Using expected yards, Mostert overperformed by about 30 yards, while Patterson fell about a yard short. But I’m not sure those numbers tell the best story. There’s basically 0 chance Patterson could’ve finished with 30-yards over expectation on his carry (even though his play started near midfield). If we judge by yardage over expectation, Patterson would need to replicate his play seven times, and on each play gain seven yards (probability ~ 0) to match Mostert’s yards above average.

In place of yardage expectations, there’s a more intuitive way of comparing Patterson’s run to Mostert’s – their CDFs. That is, each point on the y-axis in the chart above maps to yardage gains that are equivalent between the two runs. The following chart shows how Patterson losing two yards was equivalent to a carry where Mostert gained 8 yards. Both gains correspond to roughly 0.30 on the y-axis.

Mostert picking up eight yards is the closest match to Patterson losing two yards. As an alternative comparison, an eight-yard gain for Patterson is roughly as likely as what Mostert did on his touchdown run.

There are a few side benefits of using these CDFs.

First, they’re intuitive – the cdf is a percentile. Patterson losing 2 yards and Mostert (hypothetically) gaining 8 yards both correspond to the 30th percentile. That is, 30% of running backs would be expected to perform at or below those yardage marks.

Second, percentiles will (roughly) follow a uniform distribution, which means fewer, if any, outliers.

What do CDFs from the Big Data Bowl tell us?

Using all plays in the Big Data Bowl, I mapped each observed yardage gained to the corresponding percentile. That percentile roughly corresponds to a play-level performance for a running back, using the distribution of The Zoo’s predictions. Higher is better.

Here are density plots looking at the percentiles for the 28 players with at least 100 carries in the sample. Players are ordered in order from lowest to highest median percentiles.

Ezekial Elliott’s typical carry ended in the 67th-percentile of what a typical running back would gain, while Devonta Freeman was in the 37th-percentile. Roughly, it was just as common for Freeman to finish in the top-quarter of running back distributions as it was for Elliott to finish in the top half. Le’Veon Bell, Chris Carson, and Jordan Howard are other names atop the chart.

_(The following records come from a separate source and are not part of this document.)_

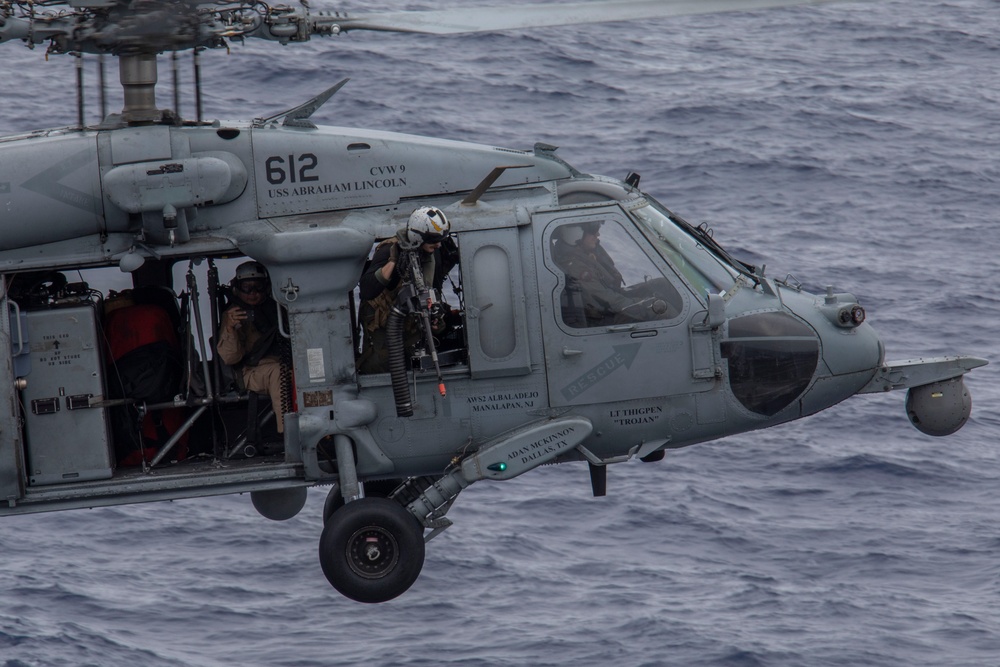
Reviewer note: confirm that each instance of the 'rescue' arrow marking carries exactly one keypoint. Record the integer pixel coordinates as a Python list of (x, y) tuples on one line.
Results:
[(623, 355), (48, 183)]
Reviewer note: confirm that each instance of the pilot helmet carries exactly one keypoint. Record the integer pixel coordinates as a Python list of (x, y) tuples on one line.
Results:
[(426, 225), (250, 277)]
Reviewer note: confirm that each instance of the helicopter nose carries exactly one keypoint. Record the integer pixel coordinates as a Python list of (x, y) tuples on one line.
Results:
[(815, 353), (850, 350)]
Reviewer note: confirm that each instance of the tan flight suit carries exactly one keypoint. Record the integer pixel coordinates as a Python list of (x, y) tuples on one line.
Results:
[(265, 377)]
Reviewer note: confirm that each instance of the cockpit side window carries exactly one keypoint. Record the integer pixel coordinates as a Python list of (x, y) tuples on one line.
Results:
[(609, 279), (703, 270)]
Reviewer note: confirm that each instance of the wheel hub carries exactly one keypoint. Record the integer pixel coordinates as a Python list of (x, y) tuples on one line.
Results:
[(372, 552)]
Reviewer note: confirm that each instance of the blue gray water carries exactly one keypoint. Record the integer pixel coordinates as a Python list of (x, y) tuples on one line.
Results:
[(853, 145)]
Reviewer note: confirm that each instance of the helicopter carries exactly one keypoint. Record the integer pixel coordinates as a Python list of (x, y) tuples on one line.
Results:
[(535, 368)]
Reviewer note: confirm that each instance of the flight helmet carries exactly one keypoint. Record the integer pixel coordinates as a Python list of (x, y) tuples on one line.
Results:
[(426, 225)]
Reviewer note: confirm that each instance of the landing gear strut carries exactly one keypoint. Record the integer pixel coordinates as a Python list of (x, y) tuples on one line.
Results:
[(372, 549)]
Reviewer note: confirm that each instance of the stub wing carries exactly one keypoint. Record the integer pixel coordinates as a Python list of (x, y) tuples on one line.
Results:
[(919, 372)]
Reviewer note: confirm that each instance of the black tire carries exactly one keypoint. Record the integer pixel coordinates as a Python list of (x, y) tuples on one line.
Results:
[(372, 550), (376, 489)]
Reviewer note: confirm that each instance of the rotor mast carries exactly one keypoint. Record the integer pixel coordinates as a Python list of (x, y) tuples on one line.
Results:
[(138, 75)]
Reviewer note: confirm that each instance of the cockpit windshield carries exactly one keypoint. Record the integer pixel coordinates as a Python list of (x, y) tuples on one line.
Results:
[(704, 270)]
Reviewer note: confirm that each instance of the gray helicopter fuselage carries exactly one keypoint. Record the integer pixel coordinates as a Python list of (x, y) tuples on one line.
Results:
[(716, 350)]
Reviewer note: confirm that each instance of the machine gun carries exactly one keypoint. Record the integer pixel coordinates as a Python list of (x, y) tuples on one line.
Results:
[(415, 297)]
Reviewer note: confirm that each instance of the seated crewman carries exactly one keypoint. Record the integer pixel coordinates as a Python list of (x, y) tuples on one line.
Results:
[(592, 272), (248, 336)]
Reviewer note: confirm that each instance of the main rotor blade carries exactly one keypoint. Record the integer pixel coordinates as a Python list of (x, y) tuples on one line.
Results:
[(488, 19)]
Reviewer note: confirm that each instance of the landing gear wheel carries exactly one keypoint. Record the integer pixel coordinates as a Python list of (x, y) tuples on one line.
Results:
[(372, 550)]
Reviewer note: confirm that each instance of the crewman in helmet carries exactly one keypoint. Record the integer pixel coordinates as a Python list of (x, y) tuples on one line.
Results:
[(591, 272), (428, 231), (249, 338)]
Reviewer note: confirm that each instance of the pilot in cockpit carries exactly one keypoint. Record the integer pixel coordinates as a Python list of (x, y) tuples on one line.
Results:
[(595, 285)]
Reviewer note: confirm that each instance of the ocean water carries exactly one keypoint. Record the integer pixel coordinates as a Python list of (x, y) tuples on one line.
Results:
[(854, 145)]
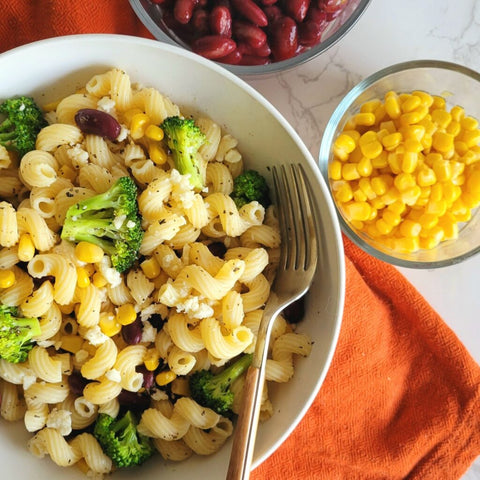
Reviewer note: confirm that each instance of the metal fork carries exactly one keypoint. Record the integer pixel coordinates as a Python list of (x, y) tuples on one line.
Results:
[(298, 262)]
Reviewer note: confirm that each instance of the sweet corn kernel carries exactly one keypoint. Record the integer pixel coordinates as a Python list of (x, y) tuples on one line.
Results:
[(7, 278), (126, 314), (359, 211), (108, 324), (350, 172), (26, 248), (99, 280), (164, 378), (154, 132), (364, 119), (152, 359), (150, 268), (138, 125), (157, 153), (88, 252), (83, 279), (72, 343)]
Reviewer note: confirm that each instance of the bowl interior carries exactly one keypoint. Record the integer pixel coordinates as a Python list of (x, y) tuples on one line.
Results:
[(150, 14), (460, 86), (50, 70)]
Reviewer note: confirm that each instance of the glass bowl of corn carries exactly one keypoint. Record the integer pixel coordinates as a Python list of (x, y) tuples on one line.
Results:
[(401, 156)]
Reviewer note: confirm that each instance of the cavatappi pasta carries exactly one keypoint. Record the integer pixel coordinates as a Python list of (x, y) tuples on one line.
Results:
[(195, 310)]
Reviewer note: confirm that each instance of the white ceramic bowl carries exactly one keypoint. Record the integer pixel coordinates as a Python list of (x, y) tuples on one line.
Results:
[(55, 67)]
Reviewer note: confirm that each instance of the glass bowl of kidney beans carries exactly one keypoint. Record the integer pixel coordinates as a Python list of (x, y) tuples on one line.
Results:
[(251, 36)]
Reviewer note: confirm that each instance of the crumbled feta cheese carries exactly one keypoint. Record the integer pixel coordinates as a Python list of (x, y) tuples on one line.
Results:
[(61, 420), (114, 375), (95, 336)]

As a final step, we check to see if there’s any more consistency in running back percentile scores. The chart below splits again splits players into two samples randomly, but this time focuses on the average percentile for each run.

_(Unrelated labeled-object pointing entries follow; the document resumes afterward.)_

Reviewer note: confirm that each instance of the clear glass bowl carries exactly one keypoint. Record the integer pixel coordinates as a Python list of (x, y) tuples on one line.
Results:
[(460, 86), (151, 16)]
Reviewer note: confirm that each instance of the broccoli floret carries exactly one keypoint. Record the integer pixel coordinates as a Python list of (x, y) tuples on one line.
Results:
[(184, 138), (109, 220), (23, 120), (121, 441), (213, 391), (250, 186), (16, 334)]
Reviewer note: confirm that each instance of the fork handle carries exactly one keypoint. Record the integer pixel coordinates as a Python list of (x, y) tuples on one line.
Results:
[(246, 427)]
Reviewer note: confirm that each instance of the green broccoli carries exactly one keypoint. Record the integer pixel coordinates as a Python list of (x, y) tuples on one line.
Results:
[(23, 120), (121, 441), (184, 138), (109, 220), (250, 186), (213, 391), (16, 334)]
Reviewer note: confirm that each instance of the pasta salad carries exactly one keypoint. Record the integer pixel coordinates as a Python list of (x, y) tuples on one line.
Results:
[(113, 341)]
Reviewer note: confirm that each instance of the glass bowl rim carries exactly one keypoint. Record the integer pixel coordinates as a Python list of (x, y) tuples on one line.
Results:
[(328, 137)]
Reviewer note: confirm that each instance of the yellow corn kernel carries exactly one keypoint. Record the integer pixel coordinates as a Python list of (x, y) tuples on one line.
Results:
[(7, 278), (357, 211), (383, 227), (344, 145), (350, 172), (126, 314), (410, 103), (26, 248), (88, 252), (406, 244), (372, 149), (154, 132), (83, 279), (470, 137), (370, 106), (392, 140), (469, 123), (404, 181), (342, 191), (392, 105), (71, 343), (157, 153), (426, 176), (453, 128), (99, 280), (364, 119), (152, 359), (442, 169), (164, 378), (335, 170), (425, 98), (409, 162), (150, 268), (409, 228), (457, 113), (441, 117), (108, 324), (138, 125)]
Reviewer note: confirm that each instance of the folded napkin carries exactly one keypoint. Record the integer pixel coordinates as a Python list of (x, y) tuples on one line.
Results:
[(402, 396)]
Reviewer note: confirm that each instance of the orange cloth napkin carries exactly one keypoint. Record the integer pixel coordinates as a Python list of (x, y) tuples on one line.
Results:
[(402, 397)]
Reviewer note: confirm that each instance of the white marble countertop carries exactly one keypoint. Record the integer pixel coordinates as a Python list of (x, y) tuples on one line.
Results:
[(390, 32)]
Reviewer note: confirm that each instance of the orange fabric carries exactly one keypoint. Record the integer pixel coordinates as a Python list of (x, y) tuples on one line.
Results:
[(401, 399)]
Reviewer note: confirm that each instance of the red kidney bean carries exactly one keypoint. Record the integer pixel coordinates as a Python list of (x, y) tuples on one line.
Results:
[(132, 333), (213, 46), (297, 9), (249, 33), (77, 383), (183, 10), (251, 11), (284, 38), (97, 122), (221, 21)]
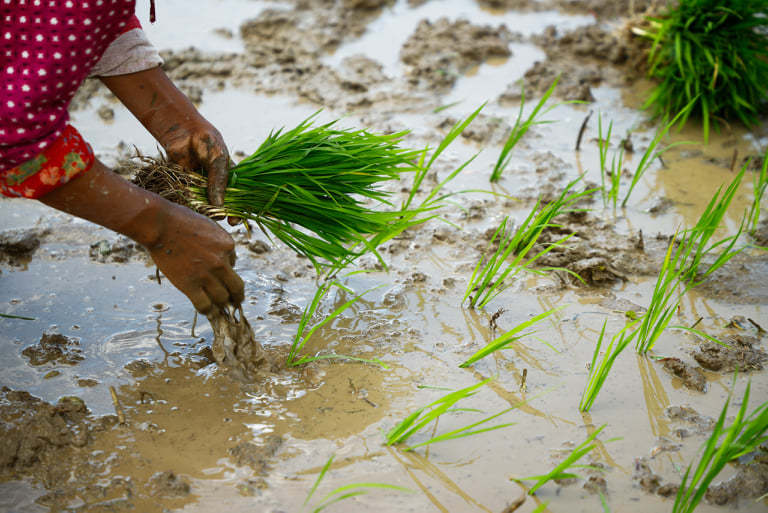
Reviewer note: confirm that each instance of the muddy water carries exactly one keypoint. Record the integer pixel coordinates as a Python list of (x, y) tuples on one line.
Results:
[(180, 434)]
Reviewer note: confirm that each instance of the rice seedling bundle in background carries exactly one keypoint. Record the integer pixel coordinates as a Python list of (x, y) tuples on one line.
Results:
[(316, 188), (712, 52)]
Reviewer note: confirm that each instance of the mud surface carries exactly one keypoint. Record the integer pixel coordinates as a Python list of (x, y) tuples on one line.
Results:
[(115, 395)]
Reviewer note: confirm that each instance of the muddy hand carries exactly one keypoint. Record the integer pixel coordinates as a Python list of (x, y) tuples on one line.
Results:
[(198, 257), (195, 144), (195, 253)]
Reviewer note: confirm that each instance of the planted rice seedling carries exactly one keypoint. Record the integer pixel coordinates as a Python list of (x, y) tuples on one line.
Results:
[(508, 338), (432, 412), (316, 188), (303, 335), (760, 182), (347, 491), (520, 128), (652, 153), (492, 278), (713, 55), (564, 470), (725, 444), (598, 371), (610, 194)]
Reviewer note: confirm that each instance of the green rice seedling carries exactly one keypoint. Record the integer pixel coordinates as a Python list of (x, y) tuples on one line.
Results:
[(565, 469), (508, 338), (708, 223), (520, 128), (652, 153), (303, 335), (492, 278), (431, 412), (725, 444), (598, 370), (316, 188), (425, 166), (712, 54), (347, 491), (760, 182)]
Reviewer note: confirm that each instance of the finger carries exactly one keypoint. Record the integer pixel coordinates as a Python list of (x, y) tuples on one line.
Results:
[(201, 302), (218, 295), (218, 171)]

Freeman, Elliott, and Williams are all highlighted, with performances that appear consistent in the two samples. Williams, with his long touchdown run reduced from extreme outlier to simply the 100th-percentile, is no longer as impacted by that one big carry.

The correlation coefficient in the above plot is 0.40 – that matches what occurs if you take a few thousand such random samples.

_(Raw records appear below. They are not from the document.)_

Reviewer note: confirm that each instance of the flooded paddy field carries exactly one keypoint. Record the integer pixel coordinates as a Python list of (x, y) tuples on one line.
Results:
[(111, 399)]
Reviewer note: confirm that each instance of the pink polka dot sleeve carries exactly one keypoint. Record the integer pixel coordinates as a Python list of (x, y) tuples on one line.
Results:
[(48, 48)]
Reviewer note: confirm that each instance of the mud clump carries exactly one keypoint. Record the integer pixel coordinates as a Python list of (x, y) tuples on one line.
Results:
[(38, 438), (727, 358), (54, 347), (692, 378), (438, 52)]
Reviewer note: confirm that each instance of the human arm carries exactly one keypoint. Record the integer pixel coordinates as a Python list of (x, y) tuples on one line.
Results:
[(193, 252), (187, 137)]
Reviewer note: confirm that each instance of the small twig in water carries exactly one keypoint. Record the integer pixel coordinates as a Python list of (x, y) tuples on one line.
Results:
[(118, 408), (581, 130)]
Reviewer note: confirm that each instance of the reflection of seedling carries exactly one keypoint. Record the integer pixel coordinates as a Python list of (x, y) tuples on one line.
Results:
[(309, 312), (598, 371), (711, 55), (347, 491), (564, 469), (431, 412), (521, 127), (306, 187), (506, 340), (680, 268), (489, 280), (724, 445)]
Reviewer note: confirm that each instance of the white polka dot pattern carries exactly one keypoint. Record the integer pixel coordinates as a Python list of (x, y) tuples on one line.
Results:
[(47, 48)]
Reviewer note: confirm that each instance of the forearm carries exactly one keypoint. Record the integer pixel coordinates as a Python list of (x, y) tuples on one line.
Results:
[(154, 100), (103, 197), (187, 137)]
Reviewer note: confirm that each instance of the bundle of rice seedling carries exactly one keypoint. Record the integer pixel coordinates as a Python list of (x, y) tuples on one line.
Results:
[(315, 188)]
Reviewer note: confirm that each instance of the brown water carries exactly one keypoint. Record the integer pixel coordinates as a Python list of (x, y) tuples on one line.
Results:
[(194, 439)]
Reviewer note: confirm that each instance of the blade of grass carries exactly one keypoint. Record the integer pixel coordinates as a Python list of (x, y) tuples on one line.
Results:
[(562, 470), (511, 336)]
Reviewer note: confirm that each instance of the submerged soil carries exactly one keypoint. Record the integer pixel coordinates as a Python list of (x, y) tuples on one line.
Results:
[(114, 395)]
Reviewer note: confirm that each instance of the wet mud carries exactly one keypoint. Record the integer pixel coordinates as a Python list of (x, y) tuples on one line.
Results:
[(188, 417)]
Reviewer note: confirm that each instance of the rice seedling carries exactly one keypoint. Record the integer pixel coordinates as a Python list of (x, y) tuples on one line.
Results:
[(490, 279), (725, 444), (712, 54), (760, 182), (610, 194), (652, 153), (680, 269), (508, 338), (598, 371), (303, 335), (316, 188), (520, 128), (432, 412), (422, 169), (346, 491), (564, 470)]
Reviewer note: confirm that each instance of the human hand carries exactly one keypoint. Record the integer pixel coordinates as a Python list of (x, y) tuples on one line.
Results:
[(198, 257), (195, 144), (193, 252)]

To repeat: using percentile in place of yards +/-, even when looking at the identical set of plays, allows us to upp our split sample correlation coefficient from 0.17 to 0.40 when looking at running back performance.

What’s it all mean

Not that yardage is ever perfect, but looking at yards and yards over expectation is tricky in football given the influence of outlying observations. This weakness is likely also the case with win probability added and, to a lesser extent, expected points. In place, comparing running back performance by matching the observed yards gained to an entire distribution of yards gained potentially provides deeper insight into running backs that over or underperform the opportunities in front of them. In addition to being able to put carries from much different settings into similar context, the percentiles appear more predictable, on a per-ball carrier basis, from one sample to the next.

As one caveat to this analysis, Big Data Bowl projections include ball carrier speed and acceleration at handoff. If you consider those to be proxies for player skill, then there’s already some player characteristics baked into the projections. In other words, maybe the projections for Mostert’s touchdown run were really high because Mostert was running fast at handoff. If that’s the case (and as referenced by Sam et al here), a model designed for player evaluation would use player average speed/accelerations at handoff.